When we see spikes like this, there are inevitably voices predicting stratospheric prices for crude just beyond the horizon. The basic reasoning is that oil supplies are finite (clearly, in the very big picture they are), and that world oil demand is set to skyrocket thanks in large part to the motorization of India and China (it is—see my last post.) “Peak oil” advocates maintain that at some point we are simply bound to run out of the stuff.
I’ve never been a big fan of the peak oil story. First, price signals will encourage conservation as oil gets more dear, reducing demand pressure. We’ve already come a long way on that front; in 1970, the average car on the road got about 14 mpg, and the average van, light truck or SUV about 10. Today, the averages for new cars and trucks sold are considerably more than double those figures, and things continue to move in the right direction thanks to government regulation (rising CAFE mpg standards), new technology (including but not limited to hybrids), and the fact that consumers respond to oil price increases pretty much like economists predict they should, changing purchasing, travel and location decisions in order to conserve when oil prices rise.
Much more dramatic than anything on the demand side, though, has been our stunning record at increasing supply, which has been a true testament to the power of human ingenuity.
Consider this variant on the Simon-Ehrlich wager, in which an ecologist (Ehrlich) bet an economist (Simon) that the inflation-adjusted prices of five commodities would rise in the 1980s. (All five fell, and Ehrlich lost.) This table (below) shows historical gas prices stretching back to 1919. At 25 cents per gallon in that year, I’ll grant that you’d probably give your right arm for a time machine big enough to fit you and your Toyota Tundra. (Be sure to get your influenza inoculation before you go, however.)

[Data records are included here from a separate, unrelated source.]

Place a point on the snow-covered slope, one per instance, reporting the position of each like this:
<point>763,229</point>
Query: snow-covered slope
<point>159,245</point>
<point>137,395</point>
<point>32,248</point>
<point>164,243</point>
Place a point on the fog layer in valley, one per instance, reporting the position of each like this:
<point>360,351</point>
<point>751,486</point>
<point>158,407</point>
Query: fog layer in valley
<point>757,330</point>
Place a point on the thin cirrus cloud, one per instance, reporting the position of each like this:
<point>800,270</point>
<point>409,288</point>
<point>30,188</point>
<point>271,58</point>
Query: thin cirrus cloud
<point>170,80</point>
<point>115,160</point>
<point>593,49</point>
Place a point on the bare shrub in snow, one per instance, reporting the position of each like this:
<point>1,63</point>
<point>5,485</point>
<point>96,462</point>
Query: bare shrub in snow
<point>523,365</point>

But in constant 2010 dollars, that 1919 price of gas was $3.14. True, at the moment we’re paying a bit more—about $3.96. However, keep in mind that in 1919 there were 7.58 million motor vehicles on America’s roads. Today, Americans own about 254 million vehicles. That means that gas prices have risen 26 percent since 1919, while US vehicle ownership has risen 3,250 percent. And those vehicles are being driven more intensively than their 1919 counterparts. We now drive 6,800 percent more miles per year than in 1919, while gas prices have stayed pretty much stable.
Much as I’d love to, it’s beyond my power to conduct a séance and call up the spirits of oil executives and petroleum engineers from 1919. (Besides, if I could raise the dead I’d be concentrating my efforts on Jerry Garcia.) But I bet if I could conjure up oilmen from the past, they’d tell me that thanks to the wondrous, futuristic science of 1919, most of the oil that the laws of engineering and physics would permit man to cost-effectively extract had been discovered, and that supplying 800 million vehicles worldwide would be a mathematical and physical impossibility, by orders of magnitude.
As they say in the investment biz, past performance is no guarantee of future returns. But to this point man has managed to keep up with the demand curve, and just as it’s a certainty that the world’s oil supply is limited, it’s also a certainty that human creativity is limitless.